She wanted to move her office closer to Peck and Rosario. Graham
did not grant her requests.
When Graham retired in November 2010, plaintiff asked for a
reassignment, mentioning the issues with Peck and Rosario in her
email to Dodi Price, DOE's Director of Human Resources and to
David Corso, then DOE's Director of Administration. Plaintiff
claimed Peck created a hostile work environment because of
plaintiff's use of family medical leave, Peck and Rosario excluded
her from activities in the office, she had "high anxiety and even
higher blood pressure levels" and could not "tolerate working
under these conditions."
Plaintiff was referred to Mabel Williams, the Affirmative
Action (AA) Officer and manager of the Equal Employment Opportunity
(EEO) Office, after she emailed Corso and Price that she was
6 A-5113-14T3
"depressed," "losing sleep and suffering blood pressure increase"
and "sick" because of Peck and Rosario. After plaintiff and
Williams talked, Williams told plaintiff that none of the behaviors
she described "violate[d] the State [p]olicy." Williams did not
think plaintiff had been discriminated against. Williams
suggested that plaintiff, Peck and Rosario attend mediation about
the workplace issues. Although plaintiff was willing to do so,
Peck and Rosario did not want to mediate "because they d[id] not
believe it would be productive." Williams told plaintiff this on
February 3, 2011. Plaintiff emailed Williams "IS THERE NO ONE
AT NJDOE WHO CAN STOP THIS BEHAVIOR OF MY COLLEAGUES? DO I HAVE
TO WITHSTAND THE OSTRACIZATION [sic] by them without remedy?"
After Williams replied that Human Resources would be in touch,
plaintiff emailed Williams, copying Price and Corso:
who is that? I need to know. And who is it
who will be in touch? I can't face work
tomorrow . . . . I can't do it. The very
fact that my colleagues say it would be
unproductive tells me all . . . they have no
need to care and this will go on without relief
. . . no one seems to care. No one . . . .
I'm sick, I'm sick . . . . I can't do this
an[y]more.
Although Williams originally had recommended plaintiff's
referral to the Employee Advisory Services (EAS) for counseling,
she recommended to Price that "immediate action be taken" based
7 A-5113-14T3
on the "urgent need for help" emphasized in the email. Price was
concerned from the email that plaintiff "may hurt herself."

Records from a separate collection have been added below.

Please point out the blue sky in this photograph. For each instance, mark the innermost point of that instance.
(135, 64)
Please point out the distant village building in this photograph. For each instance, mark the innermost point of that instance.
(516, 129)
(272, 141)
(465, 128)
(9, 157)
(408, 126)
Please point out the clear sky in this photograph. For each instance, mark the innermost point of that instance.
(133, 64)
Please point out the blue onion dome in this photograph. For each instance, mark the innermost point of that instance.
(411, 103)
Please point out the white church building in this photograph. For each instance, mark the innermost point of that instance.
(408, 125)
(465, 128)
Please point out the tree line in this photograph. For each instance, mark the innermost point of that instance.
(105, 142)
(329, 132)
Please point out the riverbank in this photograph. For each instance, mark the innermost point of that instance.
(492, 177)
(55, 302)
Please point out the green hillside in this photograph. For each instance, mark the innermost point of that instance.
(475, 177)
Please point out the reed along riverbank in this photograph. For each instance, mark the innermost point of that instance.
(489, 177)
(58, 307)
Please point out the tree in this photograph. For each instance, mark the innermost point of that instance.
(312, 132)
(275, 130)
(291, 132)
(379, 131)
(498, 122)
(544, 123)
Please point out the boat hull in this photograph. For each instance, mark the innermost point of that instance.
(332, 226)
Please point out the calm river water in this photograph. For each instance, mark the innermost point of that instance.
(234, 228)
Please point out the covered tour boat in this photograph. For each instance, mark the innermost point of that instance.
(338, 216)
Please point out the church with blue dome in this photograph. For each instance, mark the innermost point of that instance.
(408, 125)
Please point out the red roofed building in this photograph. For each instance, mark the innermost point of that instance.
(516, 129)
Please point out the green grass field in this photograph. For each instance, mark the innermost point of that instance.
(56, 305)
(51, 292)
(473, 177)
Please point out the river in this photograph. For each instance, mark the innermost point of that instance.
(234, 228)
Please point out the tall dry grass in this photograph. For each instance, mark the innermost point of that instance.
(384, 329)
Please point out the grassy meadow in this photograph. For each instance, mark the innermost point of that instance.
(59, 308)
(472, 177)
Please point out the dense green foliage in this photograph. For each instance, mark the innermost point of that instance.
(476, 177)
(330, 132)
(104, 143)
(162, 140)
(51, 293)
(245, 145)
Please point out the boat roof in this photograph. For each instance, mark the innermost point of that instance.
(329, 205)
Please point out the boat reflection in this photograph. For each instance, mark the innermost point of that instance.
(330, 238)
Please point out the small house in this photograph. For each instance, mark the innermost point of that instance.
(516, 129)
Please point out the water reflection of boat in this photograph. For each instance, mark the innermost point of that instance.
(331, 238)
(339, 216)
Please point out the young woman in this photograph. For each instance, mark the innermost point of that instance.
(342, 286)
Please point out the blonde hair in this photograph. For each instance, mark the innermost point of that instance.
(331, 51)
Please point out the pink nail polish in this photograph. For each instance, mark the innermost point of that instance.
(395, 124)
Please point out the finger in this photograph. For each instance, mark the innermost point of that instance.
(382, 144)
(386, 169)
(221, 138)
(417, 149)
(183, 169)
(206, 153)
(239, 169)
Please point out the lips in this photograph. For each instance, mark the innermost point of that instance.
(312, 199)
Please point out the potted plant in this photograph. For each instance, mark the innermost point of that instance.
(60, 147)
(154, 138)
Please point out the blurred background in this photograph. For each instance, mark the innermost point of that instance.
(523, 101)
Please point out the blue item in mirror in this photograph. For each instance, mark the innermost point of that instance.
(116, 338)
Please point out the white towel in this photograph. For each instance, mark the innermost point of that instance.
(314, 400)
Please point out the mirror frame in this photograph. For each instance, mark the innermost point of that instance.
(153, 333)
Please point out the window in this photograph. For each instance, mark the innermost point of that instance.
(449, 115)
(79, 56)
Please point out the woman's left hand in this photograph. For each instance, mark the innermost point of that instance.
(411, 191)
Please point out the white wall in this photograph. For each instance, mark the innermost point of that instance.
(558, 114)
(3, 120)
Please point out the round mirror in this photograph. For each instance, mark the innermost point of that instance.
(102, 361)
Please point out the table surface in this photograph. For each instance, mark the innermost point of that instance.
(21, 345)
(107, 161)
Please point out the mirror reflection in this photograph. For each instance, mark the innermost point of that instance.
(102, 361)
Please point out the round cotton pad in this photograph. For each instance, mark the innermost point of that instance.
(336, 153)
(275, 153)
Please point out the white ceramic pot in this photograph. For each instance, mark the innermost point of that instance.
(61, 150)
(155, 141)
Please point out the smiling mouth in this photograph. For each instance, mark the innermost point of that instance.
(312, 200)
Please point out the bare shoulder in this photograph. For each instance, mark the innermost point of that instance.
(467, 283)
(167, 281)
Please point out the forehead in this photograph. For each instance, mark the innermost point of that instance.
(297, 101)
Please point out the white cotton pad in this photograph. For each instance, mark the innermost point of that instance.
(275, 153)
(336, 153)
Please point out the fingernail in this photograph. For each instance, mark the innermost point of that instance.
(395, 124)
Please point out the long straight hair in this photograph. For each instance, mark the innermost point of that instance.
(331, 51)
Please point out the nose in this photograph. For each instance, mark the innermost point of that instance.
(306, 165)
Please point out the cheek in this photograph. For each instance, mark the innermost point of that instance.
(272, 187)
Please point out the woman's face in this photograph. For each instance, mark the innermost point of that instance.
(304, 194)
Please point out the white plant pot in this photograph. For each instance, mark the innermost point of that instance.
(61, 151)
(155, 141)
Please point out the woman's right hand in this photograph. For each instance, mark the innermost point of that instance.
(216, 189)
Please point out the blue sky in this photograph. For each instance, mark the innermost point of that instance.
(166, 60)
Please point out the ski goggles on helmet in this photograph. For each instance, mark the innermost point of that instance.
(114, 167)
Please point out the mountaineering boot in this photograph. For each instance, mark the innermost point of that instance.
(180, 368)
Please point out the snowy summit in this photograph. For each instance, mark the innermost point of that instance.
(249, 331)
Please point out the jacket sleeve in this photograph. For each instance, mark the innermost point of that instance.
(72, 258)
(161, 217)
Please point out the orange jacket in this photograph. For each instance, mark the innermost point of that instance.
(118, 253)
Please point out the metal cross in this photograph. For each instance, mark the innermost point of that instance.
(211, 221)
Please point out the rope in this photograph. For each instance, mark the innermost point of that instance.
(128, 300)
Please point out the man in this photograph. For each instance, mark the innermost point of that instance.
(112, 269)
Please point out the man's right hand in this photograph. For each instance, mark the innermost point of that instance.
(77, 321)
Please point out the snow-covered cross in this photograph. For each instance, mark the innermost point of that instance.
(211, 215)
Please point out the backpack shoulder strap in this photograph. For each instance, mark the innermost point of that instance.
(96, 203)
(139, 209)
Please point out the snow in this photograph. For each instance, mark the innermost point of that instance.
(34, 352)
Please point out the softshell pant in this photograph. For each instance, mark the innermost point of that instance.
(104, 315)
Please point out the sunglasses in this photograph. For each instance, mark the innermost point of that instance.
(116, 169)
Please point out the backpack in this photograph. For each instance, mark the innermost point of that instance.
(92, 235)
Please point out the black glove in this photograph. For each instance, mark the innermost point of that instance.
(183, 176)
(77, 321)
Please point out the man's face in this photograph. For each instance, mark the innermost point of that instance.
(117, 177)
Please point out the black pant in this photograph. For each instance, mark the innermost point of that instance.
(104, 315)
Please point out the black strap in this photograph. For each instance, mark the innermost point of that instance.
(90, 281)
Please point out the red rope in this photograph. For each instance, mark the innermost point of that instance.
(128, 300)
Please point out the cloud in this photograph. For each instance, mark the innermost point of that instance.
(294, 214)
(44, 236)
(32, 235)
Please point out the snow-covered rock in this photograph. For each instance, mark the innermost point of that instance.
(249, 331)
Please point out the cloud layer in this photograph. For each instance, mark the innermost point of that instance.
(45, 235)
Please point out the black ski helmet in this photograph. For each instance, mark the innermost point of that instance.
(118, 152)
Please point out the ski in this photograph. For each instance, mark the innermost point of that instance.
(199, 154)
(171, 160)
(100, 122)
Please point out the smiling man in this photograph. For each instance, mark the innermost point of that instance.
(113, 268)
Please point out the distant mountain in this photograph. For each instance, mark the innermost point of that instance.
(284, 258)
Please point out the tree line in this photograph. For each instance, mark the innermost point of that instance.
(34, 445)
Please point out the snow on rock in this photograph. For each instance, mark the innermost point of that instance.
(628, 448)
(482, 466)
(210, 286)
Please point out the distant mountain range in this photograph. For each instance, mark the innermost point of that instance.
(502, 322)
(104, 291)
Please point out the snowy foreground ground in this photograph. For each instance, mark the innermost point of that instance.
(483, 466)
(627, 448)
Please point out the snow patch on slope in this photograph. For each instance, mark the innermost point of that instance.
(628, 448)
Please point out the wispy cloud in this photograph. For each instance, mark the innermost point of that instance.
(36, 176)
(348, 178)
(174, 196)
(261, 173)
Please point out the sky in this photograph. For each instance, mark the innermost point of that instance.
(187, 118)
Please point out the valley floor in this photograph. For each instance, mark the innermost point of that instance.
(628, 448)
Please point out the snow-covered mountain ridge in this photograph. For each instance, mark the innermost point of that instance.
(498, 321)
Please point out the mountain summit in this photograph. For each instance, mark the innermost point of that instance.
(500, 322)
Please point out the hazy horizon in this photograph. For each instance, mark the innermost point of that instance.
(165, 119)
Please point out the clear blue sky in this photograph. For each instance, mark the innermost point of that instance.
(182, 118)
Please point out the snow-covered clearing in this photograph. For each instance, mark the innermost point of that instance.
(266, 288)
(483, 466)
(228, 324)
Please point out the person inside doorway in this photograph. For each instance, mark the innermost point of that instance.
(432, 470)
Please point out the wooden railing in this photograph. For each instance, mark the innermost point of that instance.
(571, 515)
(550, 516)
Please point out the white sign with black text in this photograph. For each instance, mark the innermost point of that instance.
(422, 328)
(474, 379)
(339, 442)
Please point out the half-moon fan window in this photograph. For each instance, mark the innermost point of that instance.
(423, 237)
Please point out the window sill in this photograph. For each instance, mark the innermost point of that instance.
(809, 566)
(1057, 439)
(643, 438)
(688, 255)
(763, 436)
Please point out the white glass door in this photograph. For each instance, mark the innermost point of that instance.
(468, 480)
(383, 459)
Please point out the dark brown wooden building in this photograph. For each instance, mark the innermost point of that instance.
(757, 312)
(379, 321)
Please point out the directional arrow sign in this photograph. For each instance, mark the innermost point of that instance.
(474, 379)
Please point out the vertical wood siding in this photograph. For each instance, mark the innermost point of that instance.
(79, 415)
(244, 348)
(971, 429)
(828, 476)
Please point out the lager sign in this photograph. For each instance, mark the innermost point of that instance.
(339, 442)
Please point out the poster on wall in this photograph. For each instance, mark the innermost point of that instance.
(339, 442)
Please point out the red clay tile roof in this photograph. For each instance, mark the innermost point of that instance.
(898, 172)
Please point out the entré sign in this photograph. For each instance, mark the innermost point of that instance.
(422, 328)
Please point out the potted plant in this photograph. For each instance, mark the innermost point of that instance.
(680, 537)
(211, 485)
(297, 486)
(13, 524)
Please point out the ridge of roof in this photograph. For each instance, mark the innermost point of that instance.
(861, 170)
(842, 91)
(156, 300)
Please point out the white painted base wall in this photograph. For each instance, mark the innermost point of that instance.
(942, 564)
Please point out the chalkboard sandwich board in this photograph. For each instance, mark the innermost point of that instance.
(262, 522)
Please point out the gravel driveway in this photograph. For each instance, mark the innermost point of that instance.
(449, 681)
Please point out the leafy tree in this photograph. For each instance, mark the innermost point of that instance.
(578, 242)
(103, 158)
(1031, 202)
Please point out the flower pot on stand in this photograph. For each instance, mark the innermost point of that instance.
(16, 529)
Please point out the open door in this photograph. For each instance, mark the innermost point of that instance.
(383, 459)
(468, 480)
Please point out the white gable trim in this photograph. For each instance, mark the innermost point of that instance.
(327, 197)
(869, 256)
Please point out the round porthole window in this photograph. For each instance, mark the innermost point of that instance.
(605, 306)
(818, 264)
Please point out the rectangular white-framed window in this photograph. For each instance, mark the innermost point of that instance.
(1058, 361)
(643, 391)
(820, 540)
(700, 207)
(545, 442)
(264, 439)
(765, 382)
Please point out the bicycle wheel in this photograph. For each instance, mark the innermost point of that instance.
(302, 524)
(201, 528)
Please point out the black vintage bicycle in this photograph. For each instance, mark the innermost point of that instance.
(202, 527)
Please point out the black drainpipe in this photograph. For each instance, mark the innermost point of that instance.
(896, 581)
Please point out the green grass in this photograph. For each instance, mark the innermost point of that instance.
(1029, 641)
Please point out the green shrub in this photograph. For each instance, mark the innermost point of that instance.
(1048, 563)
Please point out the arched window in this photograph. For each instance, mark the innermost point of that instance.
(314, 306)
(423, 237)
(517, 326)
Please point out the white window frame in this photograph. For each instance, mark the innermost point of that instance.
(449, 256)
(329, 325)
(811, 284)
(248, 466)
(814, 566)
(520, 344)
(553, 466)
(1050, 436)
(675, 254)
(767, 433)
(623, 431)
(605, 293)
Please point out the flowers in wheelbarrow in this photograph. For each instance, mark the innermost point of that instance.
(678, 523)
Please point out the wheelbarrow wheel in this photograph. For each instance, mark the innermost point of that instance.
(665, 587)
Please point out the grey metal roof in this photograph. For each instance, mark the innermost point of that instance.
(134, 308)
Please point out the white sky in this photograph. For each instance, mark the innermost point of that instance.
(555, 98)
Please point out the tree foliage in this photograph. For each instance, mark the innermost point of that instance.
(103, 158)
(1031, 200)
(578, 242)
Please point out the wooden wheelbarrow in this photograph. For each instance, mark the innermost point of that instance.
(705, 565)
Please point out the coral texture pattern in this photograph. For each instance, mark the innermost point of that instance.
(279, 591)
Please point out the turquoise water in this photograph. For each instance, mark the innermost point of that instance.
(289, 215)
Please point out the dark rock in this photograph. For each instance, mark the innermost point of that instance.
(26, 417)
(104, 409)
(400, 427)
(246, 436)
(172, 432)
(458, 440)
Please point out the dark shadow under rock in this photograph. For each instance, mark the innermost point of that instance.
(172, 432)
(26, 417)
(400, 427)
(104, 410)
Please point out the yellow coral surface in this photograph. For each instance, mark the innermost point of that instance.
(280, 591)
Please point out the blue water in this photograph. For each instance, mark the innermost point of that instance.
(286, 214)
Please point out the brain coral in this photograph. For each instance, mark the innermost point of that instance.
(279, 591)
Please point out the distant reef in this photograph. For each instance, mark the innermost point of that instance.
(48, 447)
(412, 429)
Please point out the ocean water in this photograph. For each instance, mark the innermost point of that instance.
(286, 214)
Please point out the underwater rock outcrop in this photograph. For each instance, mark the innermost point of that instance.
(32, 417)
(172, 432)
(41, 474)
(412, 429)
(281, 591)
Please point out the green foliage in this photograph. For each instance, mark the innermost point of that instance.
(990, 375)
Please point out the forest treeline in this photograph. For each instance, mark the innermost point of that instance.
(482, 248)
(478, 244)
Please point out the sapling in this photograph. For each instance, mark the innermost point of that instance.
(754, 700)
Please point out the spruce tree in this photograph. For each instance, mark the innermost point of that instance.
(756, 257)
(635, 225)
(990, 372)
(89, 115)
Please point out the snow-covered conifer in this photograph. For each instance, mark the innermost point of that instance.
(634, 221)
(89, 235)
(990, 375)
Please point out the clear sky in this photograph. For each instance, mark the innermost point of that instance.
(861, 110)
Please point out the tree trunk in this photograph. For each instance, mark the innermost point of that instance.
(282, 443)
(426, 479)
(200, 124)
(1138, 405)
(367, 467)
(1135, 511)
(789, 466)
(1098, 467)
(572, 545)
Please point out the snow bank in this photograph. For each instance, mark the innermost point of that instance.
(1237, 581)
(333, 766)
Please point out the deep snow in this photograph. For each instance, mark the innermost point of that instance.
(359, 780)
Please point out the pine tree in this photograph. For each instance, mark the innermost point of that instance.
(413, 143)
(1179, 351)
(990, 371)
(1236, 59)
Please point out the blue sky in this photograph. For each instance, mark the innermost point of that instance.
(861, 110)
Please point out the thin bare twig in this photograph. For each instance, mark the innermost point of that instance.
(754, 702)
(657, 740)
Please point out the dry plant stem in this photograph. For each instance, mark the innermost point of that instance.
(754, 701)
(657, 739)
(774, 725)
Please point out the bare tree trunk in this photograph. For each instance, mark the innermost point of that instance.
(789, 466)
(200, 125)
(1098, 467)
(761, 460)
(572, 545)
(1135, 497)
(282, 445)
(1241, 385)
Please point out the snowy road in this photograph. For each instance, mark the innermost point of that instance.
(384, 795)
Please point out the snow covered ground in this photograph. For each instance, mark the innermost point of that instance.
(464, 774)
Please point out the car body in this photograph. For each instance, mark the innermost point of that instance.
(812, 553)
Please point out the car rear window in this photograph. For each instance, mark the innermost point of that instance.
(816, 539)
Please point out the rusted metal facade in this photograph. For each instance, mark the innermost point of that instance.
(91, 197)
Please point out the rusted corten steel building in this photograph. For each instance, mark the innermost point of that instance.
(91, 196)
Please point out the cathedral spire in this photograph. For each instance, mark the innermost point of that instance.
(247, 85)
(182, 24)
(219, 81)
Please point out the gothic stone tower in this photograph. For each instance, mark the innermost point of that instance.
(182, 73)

Plaintiff was directed to attend an evaluation scheduled for
her by DOE with Dr. Carl Chiappetta, a psychiatrist, to evaluate
if she was fit for duty or a danger to herself or others. During
the evaluation on February 28, 2011, plaintiff became concerned
about proceeding without first consulting her attorney or union
representative because Dr. Chiappetta explained he had been given
a file about plaintiff by DOE's Human Resources Department, and
she left the appointment. It was rescheduled, but Price advised
her that she could be subject to discipline if she did not attend
the next scheduled evaluation. Plaintiff was placed on paid leave.
The evaluation was conducted on March 17, 2011. Dr.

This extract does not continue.